During development I made a pragmatic choice to use SQLite for a database backend. With no separate database server to configure, it seemed perfect for getting up and running quickly. The problem came after live deployment, when I pushed a minor text update to the production application. When I tried to log in to check the change, I found that my user account had vanished. The cause, revealed in the hosting logs, was a fundamental architectural mismatch: AcadiMeet's cloud platform (Railway) uses ephemeral filesystems. Any files written to the server's disk—including the SQLite database file—disappear with every new deployment. This means that all user data would be wiped out anytime I made even the smallest change to the application. And the application was already in use.

When I found the error, I spent a frantic hour extracting user emails from logs and notifying users of the bug (fortunately I caught it early enough that only about a dozen people had signed up and none of them had created any real polls yet). Then I turned back to Claude to implement a permanent fix, which involved a by-no-means trivial migration from SQLite to PostgreSQL, a separate service with persistent storage, decoupled from the application code. Within s few hours, AcadiMeet was up and running again.

This experience taught me a profound lesson. Your AI partner can help you build quickly, but you still need a good understand of your application's architecture and how all the different pieces fit together. Now I'm sure to ask for additional explanation for any major architectural decisions the AI recommends. In my latest project (which I'll write about when this series is finished), I've even taking to asking Claude to quiz me on the reasons we've made certain decisions and the ways in which different architectural elements and deployment technologies interact before we implement any major changes.

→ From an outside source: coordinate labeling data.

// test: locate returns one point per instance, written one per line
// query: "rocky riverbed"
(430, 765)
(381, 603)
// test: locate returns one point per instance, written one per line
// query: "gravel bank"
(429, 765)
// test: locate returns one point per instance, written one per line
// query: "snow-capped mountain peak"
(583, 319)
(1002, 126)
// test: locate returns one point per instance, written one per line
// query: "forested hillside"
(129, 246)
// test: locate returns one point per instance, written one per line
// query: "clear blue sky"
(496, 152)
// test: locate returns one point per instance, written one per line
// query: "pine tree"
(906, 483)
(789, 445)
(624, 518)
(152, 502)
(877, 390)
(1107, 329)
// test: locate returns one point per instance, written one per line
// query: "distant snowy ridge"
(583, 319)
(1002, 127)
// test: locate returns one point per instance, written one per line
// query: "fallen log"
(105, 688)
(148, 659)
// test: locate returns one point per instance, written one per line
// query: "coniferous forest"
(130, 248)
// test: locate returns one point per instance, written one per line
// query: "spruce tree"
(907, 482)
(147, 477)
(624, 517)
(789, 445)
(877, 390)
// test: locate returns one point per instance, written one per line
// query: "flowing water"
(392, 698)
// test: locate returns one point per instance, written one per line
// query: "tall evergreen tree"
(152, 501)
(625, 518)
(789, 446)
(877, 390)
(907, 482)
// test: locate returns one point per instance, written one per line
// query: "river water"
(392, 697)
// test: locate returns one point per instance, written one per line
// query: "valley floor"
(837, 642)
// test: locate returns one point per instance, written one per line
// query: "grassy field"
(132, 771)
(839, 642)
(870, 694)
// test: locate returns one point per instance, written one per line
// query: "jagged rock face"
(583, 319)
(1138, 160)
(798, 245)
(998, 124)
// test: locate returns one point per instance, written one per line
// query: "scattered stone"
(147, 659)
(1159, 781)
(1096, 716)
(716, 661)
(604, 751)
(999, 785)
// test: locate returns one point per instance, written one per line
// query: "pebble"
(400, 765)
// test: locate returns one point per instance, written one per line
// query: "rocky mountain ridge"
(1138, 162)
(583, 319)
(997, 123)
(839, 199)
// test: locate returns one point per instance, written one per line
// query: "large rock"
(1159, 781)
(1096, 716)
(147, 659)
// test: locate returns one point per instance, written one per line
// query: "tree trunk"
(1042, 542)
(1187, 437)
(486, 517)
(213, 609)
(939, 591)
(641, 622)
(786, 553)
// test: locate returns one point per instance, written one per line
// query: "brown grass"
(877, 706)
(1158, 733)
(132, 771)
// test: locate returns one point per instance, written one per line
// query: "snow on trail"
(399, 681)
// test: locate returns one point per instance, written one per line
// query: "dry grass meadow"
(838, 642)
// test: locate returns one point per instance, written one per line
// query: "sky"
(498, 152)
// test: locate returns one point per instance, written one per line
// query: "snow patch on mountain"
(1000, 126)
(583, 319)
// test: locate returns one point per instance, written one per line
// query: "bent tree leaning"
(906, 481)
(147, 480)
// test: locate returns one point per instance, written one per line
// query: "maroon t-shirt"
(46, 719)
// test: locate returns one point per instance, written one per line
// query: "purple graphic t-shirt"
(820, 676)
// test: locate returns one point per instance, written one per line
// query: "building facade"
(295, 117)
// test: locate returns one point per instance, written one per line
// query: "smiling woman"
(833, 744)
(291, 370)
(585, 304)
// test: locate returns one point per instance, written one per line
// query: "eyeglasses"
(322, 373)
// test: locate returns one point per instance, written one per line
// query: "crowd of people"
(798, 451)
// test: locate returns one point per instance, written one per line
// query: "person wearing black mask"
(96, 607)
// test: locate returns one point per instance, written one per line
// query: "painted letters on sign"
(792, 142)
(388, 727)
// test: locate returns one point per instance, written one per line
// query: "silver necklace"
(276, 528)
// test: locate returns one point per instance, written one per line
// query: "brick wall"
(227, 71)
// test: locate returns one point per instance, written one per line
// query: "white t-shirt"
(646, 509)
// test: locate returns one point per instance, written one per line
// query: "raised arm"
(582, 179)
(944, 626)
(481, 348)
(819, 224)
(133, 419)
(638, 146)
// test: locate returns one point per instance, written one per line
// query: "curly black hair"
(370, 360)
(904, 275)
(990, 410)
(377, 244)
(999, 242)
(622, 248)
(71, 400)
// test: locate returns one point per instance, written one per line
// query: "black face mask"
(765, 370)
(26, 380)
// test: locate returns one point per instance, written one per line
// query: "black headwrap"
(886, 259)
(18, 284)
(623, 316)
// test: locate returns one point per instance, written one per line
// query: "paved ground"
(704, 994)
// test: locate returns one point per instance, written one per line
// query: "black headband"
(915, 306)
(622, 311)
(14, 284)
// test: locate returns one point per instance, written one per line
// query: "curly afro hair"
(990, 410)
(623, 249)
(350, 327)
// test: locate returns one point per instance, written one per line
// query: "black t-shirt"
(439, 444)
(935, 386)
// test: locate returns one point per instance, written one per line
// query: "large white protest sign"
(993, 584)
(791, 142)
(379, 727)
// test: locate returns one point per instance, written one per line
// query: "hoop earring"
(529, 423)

Conclusion: Competent Imposter Rising

The AcadiMeet development process, spanning five chat sessions over the course of a week, taught me a lot about the possibilities and limitations of working with AI, at least in the current moment and at least for web development projects. The AI provides implementation speed, syntax consistency, pattern recognition, and debugging assistance. But a competent human imposter like me is still necessary for the vision, user empathy, architectural decisions, and quality standards.

Building AcadiMeet also taught me about my own learning style and how I work best. I learned that I think more clearly when I have to explain things to someone else—even if that "someone" is a robot. I learned that I'm more productive when I'm not paralyzed by questions of syntax and can focus on the bigger picture. I learned that rapid iteration suits me (and my likely case of undiagnosed ADHD) better than careful upfront planning.

To my delight, I also learned that I still love building things, even though I'd convinced myself that chapter of my career was over. The barrier was never lack of interest, nor even really lack of time. It was the fear of picking back up after years away from active development. AI removed that fear.

Now I have a working application serving real users. More importantly, I have a new way of working that I can apply to future projects. And I have proof that the gap between having an idea and having a real digital humanities project has shrunk dramatically in the age of AI. The old binary of hack vs. yack is collapsing, and I'm eager to see what the new unity means for digital humanities.